The Handsome & Co Educational Taster: Patterns of Delight
Formed things and thoughts live a life of their own, they radiate meaning… Learning to form makes us understand all forming.
– Anni Albers
Six-step cane weaving is a deceptively difficult task. Fortunately, it can be as informative as it is frustrating. It is a traditional weaving method using the ‘skin’ of the rattan cane. Weaving the strands together creates a strong flexible surface. It is light, breathable and replaceable which makes it ideal for chair seats and backs. The origins of the craft are vast, venturing from ancient Chinese window lattice designs to the mass produced Thonet café chairs of the 1850’s.

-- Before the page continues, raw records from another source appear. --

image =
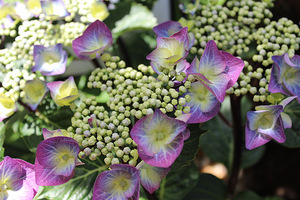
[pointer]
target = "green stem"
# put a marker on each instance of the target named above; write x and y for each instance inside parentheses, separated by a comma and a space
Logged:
(237, 139)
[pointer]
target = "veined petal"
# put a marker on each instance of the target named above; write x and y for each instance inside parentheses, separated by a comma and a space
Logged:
(94, 40)
(151, 176)
(166, 29)
(7, 106)
(121, 182)
(35, 91)
(234, 67)
(254, 138)
(204, 105)
(54, 8)
(154, 132)
(166, 156)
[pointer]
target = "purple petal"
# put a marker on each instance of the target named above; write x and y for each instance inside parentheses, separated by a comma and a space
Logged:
(234, 67)
(47, 177)
(166, 156)
(50, 60)
(167, 28)
(204, 105)
(151, 176)
(94, 40)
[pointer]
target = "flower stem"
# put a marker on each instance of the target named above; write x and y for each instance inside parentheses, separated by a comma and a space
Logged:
(237, 139)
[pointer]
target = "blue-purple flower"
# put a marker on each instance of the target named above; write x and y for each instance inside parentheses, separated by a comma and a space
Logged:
(49, 60)
(216, 70)
(285, 75)
(56, 158)
(159, 138)
(17, 179)
(263, 125)
(119, 183)
(94, 40)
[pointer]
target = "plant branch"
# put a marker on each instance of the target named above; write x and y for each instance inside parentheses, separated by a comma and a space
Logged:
(237, 139)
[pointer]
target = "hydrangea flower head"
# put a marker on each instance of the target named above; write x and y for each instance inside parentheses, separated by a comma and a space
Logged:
(204, 104)
(56, 158)
(17, 179)
(94, 40)
(49, 60)
(159, 138)
(35, 90)
(285, 75)
(217, 70)
(263, 125)
(54, 8)
(63, 92)
(150, 176)
(170, 51)
(121, 182)
(7, 106)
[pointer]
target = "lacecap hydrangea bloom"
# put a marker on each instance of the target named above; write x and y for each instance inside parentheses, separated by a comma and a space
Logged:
(35, 90)
(159, 138)
(263, 125)
(95, 39)
(56, 158)
(63, 92)
(17, 180)
(7, 106)
(49, 60)
(216, 72)
(285, 75)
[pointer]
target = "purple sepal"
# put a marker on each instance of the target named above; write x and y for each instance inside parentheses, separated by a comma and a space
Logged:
(49, 61)
(121, 182)
(56, 159)
(204, 105)
(94, 40)
(150, 176)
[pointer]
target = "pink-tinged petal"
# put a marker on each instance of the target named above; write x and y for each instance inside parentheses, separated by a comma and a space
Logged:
(46, 177)
(54, 8)
(166, 29)
(255, 139)
(234, 67)
(166, 156)
(204, 105)
(121, 182)
(286, 119)
(35, 91)
(212, 61)
(151, 176)
(49, 60)
(286, 101)
(154, 132)
(94, 40)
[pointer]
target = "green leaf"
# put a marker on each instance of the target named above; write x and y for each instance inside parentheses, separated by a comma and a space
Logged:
(208, 187)
(139, 17)
(80, 187)
(293, 134)
(190, 149)
(178, 184)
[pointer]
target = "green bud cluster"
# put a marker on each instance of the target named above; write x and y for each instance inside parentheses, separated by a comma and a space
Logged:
(277, 38)
(107, 134)
(230, 26)
(137, 92)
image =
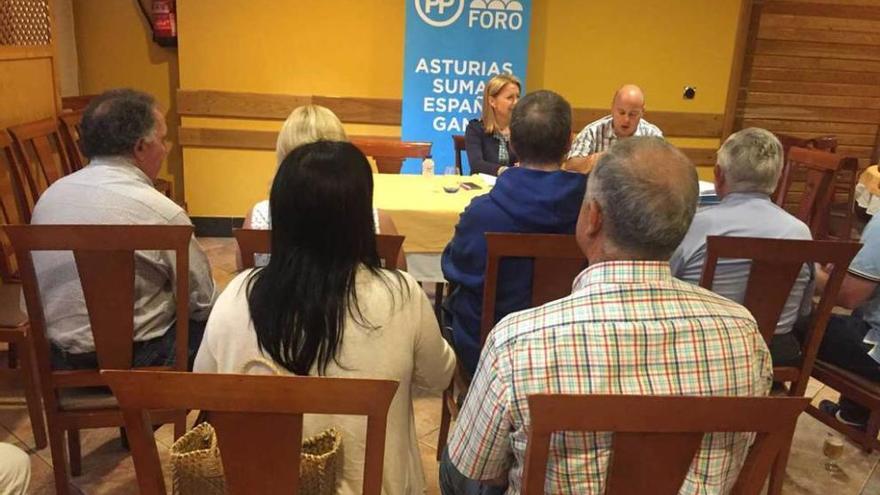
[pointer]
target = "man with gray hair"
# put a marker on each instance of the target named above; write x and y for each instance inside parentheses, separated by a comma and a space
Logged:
(123, 135)
(748, 168)
(535, 197)
(628, 327)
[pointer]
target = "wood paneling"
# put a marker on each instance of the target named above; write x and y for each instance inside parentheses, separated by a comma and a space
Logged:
(378, 111)
(814, 69)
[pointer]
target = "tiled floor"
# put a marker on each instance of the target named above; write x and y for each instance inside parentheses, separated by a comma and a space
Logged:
(107, 468)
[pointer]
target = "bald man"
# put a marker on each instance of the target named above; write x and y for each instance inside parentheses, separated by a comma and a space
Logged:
(627, 108)
(628, 327)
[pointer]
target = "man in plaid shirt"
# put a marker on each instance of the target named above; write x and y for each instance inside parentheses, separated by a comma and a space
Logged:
(628, 327)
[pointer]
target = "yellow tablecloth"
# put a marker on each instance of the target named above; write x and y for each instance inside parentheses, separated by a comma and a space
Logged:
(867, 192)
(870, 178)
(422, 211)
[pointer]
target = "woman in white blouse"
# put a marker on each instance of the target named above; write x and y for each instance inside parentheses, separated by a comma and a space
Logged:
(304, 125)
(324, 306)
(308, 124)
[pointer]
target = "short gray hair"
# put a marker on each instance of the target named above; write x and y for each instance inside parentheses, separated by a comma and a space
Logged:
(115, 121)
(751, 160)
(648, 192)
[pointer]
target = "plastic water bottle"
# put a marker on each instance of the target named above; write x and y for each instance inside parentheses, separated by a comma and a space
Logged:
(428, 166)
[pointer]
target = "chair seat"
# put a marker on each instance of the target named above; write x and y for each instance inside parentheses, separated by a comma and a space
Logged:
(11, 314)
(840, 378)
(77, 399)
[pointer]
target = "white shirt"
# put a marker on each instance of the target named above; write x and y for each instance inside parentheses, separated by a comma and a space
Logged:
(405, 346)
(742, 215)
(112, 190)
(599, 136)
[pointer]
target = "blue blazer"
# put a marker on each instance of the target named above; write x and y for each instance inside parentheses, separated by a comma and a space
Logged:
(522, 201)
(482, 149)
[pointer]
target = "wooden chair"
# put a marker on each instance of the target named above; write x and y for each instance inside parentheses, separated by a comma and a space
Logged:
(819, 171)
(70, 132)
(255, 241)
(557, 260)
(258, 420)
(459, 146)
(390, 153)
(841, 194)
(104, 256)
(42, 157)
(14, 327)
(776, 264)
(655, 438)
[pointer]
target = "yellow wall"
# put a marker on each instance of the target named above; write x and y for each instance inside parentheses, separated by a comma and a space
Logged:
(583, 50)
(115, 49)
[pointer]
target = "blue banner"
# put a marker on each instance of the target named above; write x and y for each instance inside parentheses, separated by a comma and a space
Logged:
(453, 47)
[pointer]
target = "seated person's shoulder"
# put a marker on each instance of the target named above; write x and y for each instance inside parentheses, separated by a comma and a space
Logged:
(475, 126)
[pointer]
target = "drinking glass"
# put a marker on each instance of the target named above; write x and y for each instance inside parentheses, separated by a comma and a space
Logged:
(451, 179)
(832, 449)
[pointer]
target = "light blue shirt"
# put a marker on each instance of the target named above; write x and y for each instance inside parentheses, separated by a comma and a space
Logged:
(744, 215)
(866, 265)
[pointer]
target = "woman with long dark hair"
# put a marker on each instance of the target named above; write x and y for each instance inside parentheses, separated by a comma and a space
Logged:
(325, 306)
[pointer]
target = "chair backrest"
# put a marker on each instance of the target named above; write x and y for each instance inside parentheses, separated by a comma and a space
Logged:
(820, 168)
(256, 241)
(104, 257)
(258, 421)
(458, 144)
(775, 266)
(42, 156)
(557, 261)
(10, 207)
(657, 437)
(390, 153)
(841, 194)
(70, 131)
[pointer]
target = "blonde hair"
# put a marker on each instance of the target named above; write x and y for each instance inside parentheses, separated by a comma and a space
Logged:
(493, 87)
(308, 124)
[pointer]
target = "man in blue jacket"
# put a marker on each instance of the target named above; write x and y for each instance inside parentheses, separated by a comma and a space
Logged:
(537, 197)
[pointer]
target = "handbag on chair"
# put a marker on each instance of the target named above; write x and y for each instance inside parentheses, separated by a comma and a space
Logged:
(197, 469)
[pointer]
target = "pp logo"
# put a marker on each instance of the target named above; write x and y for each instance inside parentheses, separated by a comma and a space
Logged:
(439, 13)
(496, 14)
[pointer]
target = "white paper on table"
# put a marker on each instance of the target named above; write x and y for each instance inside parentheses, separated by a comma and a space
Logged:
(489, 180)
(707, 188)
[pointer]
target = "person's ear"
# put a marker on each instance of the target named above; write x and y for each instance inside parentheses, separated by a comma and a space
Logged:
(719, 177)
(568, 144)
(140, 148)
(595, 218)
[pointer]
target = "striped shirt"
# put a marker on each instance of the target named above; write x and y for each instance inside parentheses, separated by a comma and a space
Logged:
(599, 136)
(629, 327)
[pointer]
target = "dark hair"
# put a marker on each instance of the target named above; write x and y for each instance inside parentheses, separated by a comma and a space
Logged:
(115, 120)
(321, 207)
(648, 191)
(540, 127)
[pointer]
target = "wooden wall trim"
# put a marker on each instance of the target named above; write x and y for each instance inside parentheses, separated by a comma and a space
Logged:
(264, 106)
(387, 147)
(265, 140)
(16, 52)
(875, 156)
(744, 37)
(386, 111)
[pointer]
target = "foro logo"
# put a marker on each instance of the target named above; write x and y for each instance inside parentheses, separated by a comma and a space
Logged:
(439, 13)
(495, 14)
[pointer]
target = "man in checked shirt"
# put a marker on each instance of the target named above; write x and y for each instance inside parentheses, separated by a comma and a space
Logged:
(627, 109)
(628, 327)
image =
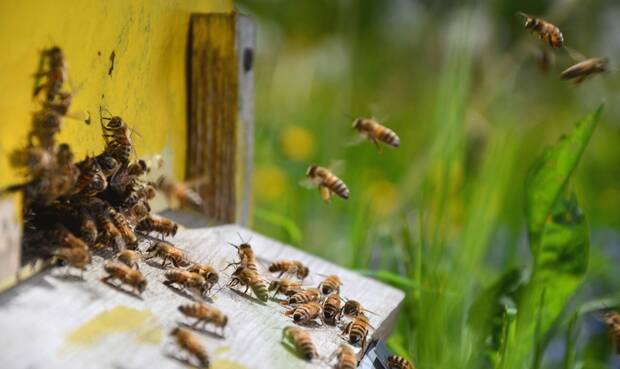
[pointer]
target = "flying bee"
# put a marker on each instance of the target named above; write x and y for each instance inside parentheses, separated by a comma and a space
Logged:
(327, 182)
(204, 314)
(190, 343)
(285, 287)
(207, 272)
(55, 74)
(74, 257)
(124, 274)
(585, 69)
(301, 341)
(330, 284)
(167, 251)
(398, 362)
(346, 357)
(161, 225)
(331, 309)
(291, 267)
(129, 258)
(179, 194)
(612, 319)
(304, 313)
(546, 31)
(374, 131)
(250, 279)
(185, 279)
(357, 330)
(303, 296)
(121, 223)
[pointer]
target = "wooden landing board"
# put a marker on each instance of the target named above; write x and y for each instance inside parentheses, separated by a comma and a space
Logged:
(53, 321)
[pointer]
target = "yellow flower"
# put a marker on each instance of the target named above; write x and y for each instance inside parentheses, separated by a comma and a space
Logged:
(269, 183)
(297, 143)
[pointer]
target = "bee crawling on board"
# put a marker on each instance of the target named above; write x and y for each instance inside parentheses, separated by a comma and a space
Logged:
(124, 274)
(292, 267)
(546, 31)
(326, 182)
(301, 342)
(205, 314)
(374, 131)
(585, 69)
(190, 343)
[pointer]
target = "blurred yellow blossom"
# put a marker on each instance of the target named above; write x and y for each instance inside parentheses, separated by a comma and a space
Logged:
(297, 143)
(269, 182)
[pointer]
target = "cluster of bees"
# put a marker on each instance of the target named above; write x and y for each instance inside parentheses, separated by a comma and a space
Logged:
(552, 36)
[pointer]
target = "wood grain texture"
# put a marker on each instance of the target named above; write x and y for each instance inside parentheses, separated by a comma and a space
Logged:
(220, 113)
(55, 321)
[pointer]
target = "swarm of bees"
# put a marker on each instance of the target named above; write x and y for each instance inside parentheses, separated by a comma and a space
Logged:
(551, 35)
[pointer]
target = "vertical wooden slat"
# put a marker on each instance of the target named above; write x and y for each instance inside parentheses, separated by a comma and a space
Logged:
(220, 114)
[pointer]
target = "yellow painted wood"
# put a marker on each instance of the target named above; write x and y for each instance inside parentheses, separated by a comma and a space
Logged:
(147, 86)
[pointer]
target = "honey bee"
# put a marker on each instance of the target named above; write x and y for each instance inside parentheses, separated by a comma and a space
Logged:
(121, 223)
(207, 272)
(301, 341)
(190, 343)
(285, 287)
(546, 31)
(185, 279)
(250, 279)
(331, 309)
(330, 284)
(346, 357)
(291, 267)
(357, 330)
(372, 130)
(166, 252)
(204, 314)
(303, 296)
(398, 362)
(55, 74)
(126, 275)
(612, 319)
(163, 226)
(585, 69)
(179, 194)
(304, 313)
(77, 257)
(327, 182)
(129, 258)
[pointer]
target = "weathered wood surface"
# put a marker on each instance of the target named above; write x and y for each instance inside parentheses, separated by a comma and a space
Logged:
(54, 321)
(220, 113)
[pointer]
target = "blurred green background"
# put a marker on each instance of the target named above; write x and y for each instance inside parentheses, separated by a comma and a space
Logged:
(441, 217)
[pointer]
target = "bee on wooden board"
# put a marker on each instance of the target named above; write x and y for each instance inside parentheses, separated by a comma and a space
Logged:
(205, 314)
(124, 274)
(612, 319)
(546, 31)
(357, 330)
(304, 313)
(398, 362)
(250, 279)
(167, 251)
(303, 296)
(374, 131)
(585, 69)
(129, 258)
(301, 342)
(345, 357)
(331, 309)
(185, 279)
(292, 267)
(330, 284)
(190, 343)
(327, 182)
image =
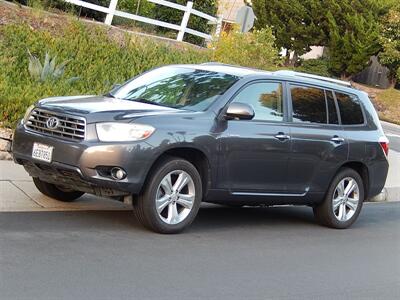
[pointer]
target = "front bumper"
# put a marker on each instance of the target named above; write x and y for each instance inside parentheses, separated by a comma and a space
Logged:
(76, 164)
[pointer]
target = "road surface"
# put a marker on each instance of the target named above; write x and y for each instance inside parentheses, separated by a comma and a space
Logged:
(228, 253)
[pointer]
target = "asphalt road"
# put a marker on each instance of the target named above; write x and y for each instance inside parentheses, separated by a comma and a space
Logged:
(249, 253)
(393, 134)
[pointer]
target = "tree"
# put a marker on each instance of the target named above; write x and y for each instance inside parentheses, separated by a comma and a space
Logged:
(251, 49)
(390, 40)
(294, 23)
(352, 43)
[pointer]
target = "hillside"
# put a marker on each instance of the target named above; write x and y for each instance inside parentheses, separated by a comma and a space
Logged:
(96, 56)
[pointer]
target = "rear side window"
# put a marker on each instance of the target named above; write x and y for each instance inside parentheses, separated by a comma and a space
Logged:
(308, 104)
(350, 109)
(332, 112)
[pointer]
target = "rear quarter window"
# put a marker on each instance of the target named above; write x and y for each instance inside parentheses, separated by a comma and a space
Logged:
(350, 109)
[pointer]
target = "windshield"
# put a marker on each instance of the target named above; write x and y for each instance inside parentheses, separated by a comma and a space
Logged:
(176, 87)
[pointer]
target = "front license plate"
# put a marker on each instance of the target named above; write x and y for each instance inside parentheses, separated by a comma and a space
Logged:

Given the time it takes to create the weave by hand, one is free to sit and overthink the philosophy which has shaped it. For me, the six-step cane weave communicates the relationship between the whole and the part, embodying the principles of growth in an ecological sense. This can be understood as study of ‘relationships’ – as response to a kind of ‘causal pattern’. As we weave, the relationship at play is between the idea and the contexture – understood as the nature of the weave and how it comes together. It can take some time, but understanding the whole (the pattern) reveals where the divisions naturally occur.
I would describe this as truly organic because it imitates nature in its mode of operation. There is a fundamental difference between unity – of a hierarchical order, and uniformity – an endless repetition; for nature abhors uniformity and loves unity. Once the weave is complete, we have achieved unity – now, the whole is greater than the sum of its parts.